The global games market is predicted to decline this year, as per a study by London-based market research firm Ampere Analytics. The latest outlook from Ampere, published earlier this week, forecast that gaming content and services will decline to $188 billion in 2022, marking a dip of 1.2 percent when compared to 2021’s performance of $191 billion. Macroeconomic factors such as the ongoing Russia-Ukraine war, supply shortages, and a potential recession are said to leave an adverse effect on the video games industry.
“As we progress through a period of heavy inflation, with an increasing cost-of-living squeeze, and a higher potential for a recession, it is inevitable that the games market will be negatively impacted in certain areas,” the Ampere report noted.
“The idea that the games market is ‘recession proof’ is a fallacy. However, games remain very good value for money and if consumers dial back on other discretionary spending but are at home more, the sector will be relatively well insulated from some of the worst effects of a global slowdown.”
Ampere predicted that the global market might bounce back in 2023 “as mature markets stabilise and growth markets continue the adoption of gaming.”
While Russia’s invasion of Ukraine is cited as a primary cause for the recent market meltdown, the county was interestingly the 10th biggest games market in 2021, as per the report. Ampere predicts that the market will lose $1.2 billion in value and drop to the 14th rank in global ranking in 2022.

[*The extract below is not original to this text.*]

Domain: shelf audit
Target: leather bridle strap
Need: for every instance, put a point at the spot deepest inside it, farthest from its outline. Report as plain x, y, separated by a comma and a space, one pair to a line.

The mobile gaming segment is said to decline by 1.3 percent. PC gaming is expected to decline by 3 percent. While console gaming performance is forecast “to be flat,” cloud gaming is expected “to grow strongly.”
“After two years of huge expansion, the games market is poised to hand back a bit of that growth in 2022 as multiple factors combine to undermine performance. Even so, the year will end well ahead of prepandemic performance, and the outlook for the sector as a whole remains positive, with growth forecast to return in 2023,” research director Piers Harding Rolls added.